Larry Watkins

No. 30, 34, 38, 36
- Position: Running back

Personal information
- Born: October 5, 1946 (age 79) Bessemer, Alabama, U.S.
- Listed height: 6 ft 2 in (1.88 m)
- Listed weight: 230 lb (104 kg)

Career information
- High school: Jackson S. Abrams (Bessemer)
- College: Alcorn State (1965-1968)
- NFL draft: 1969: undrafted

Career history
- Detroit Lions (1969); Philadelphia Eagles (1970–1972); Buffalo Bills (1973–1974); New York Giants (1975–1977);

Career NFL statistics
- Rushing yards: 1,711
- Rushing average: 3.8
- Receptions: 51
- Receiving yards: 284
- Total touchdowns: 13
- Stats at Pro Football Reference

= Larry Watkins =

American football player (born 1946)

Lawrence Watkins (born October 5, 1946, in Bessemer, Alabama) is an American former professional football player who was a running back in the National Football League (NFL) for the Detroit Lions, Philadelphia Eagles, Buffalo Bills, and the New York Giants. He played college football for the Alcorn State Braves.

== Early professional career ==

After college, Watkins was signed as a free agent by the Detroit Lions in 1969. In 1970, the Lions traded him to the Philadelphia Eagles, where he served as a reserve for three years.

== Buffalo Bills ==

In 1973, Watkins started the first nine games of the season at fullback for the Bills. In that role, he extensively blocked for O. J. Simpson, who put up 2,003 yards, a season rushing record. After the first nine games, Watkins was demoted in favor of Jim Braxton. Overall, Watkins finished 1973 with 414 yards gained across 98 carries and two touchdowns.
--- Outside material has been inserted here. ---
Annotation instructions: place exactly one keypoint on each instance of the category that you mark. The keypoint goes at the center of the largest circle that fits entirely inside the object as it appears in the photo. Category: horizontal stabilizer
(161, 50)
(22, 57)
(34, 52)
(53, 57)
In 1974, Watkins injured his ankle in the final pre-season exhibition game. As a result, he received only limited playing time in the regular season. The Bills then traded him to the Giants in exchange for a draft pick.

== New York Giants ==

Watkins played for the Giants from 1975 through 1977. The New York Times called him a "steady capable reserve" in 1975 and 1976. The Giants waived him in late September 1977. The team needed space on its roster to pick up an additional defensive end after George Martin was injured in the first game of the season. However, in October 1977 Watkins returned to the team.

== Personal life ==

As of October 1977, Watkins lived in Mt. Laurel, NJ with his wife and two children. Outside of football, he worked as a schoolteacher.